Chinese Y-20 Airlift Operations Highlight Global Reach: Aid Delivery to Flood-Hit Pakistan is Their Latest Mission
The Chinese People’s Liberation Army (PLA) Air Force’s fast growing fleet of Xi’an Y-20 heavy airlift jets has gained growing international attention as its international presence has expanded, most notably since six of the aircraft were used to rapidly deliver HQ-22 surface to air missile systems to Serbia in April at a time of rising tensions between Belgrade and its NATO neighbours. The aircraft transitioned to the use of indigenous WS-20 engines in late 2020, four years after the class began to be introduced into service using stopgap Russian D-30KP-2 powerplants, and have been praised for providing the PLA with a wide reach comparable to that of the U.S. Air Force’s C-17 Globemaster. Air Force spokesman Senior Colonel Shen Jinke on August 26 stressed regarding the platform’s utility: “wherever and whenever needed, Y-20 can fly there.”
The Y-20 has revolutionised China’s aerial heavy lift capabilities, ending reliance on Soviet Il-76 variants acquired from Russia, Ukrαine and Belarus, and represents the largest military transport in production anywhere in the world today. The aircraft is nevertheless outmatched in size, carrying capacity and endurance by the American C-5 Galaxy and Soviet An-124, which were built from 1968–1989 and 1982–2004 respectively and today serve in the U.S. and Russian air forces exclusively. The state of the U.S. and Russian defence budgets, however, means the possibility of an airlifter larger than the Y-20 returning to production remains limited, while the possibility of China developing a larger successor for truly intercontinental range operations has increasingly been speculated.

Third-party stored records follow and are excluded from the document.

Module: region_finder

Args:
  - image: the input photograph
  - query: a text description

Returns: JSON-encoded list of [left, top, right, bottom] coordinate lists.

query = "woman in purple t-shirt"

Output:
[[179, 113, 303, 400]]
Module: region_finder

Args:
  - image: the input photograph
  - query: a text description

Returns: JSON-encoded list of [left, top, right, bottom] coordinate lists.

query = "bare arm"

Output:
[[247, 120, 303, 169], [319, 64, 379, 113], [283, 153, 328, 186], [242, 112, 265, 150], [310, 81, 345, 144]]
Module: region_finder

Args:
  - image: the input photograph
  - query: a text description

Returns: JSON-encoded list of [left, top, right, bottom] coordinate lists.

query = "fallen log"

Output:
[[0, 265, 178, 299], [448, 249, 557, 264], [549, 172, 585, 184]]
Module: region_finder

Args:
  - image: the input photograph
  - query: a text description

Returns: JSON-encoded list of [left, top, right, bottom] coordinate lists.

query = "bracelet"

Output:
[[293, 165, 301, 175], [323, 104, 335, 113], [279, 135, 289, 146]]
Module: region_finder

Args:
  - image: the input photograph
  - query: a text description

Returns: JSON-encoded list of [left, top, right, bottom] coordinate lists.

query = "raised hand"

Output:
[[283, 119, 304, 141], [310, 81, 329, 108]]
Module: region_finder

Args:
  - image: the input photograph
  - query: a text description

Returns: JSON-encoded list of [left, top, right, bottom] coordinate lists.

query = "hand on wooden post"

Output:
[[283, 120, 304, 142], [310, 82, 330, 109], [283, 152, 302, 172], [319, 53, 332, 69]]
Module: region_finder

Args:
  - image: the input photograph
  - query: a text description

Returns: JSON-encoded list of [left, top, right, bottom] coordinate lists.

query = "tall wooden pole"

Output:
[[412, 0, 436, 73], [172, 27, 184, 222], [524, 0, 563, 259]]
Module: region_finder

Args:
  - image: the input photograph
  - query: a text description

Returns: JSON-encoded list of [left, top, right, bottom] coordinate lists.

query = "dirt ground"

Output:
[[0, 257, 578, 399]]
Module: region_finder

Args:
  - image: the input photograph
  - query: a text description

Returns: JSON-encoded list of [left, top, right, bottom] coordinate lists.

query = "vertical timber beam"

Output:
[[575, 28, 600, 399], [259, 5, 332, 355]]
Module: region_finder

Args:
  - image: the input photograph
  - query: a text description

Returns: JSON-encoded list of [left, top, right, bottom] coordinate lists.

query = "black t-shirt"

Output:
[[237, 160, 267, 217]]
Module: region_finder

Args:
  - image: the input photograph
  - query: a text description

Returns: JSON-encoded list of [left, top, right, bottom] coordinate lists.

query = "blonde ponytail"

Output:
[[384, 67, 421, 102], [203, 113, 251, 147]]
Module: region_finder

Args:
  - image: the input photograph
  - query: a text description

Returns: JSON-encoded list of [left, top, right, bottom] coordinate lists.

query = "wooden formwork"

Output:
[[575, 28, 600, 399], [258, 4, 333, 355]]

The latest mission of the Y-20 has been the delivery of flood relief aid to Pakistan, with two aircraft landing in Karachi on August 30. Chinese Consul General Zhao Lijian stated at the time that “China and Pakistan have been sharing weal and woe for a long time, reaching out to each other and responding to major challenges such as natural disasters side by side,” with the use of military aircraft for the delivery being highly symbolic. Among the aid delivered were 3,000 tents, with Pakistan Ambassador to China Moin ul Haque stating that “this exemplifies the longstanding tradition of sharing weal and woe between our two countries and two brothers.
The people of Pakistan are indeed touched by this generosity and goodwill.” Alongside aid deliveries, the Y-20 has also taken on more diverse roles including providing aerial refuelling to Chinese military aircraft as the Y-20U variant – an area long neglected by the PLA due to its access to widespread military bases and the much higher average endurances of its fighters compared to those in Western air forces. The aircraft have two drogue pods each for refuelling purposes. The Y-20U may potentially prove popular with export clients alongside transport variants, although efforts to market them abroad have so far been limited.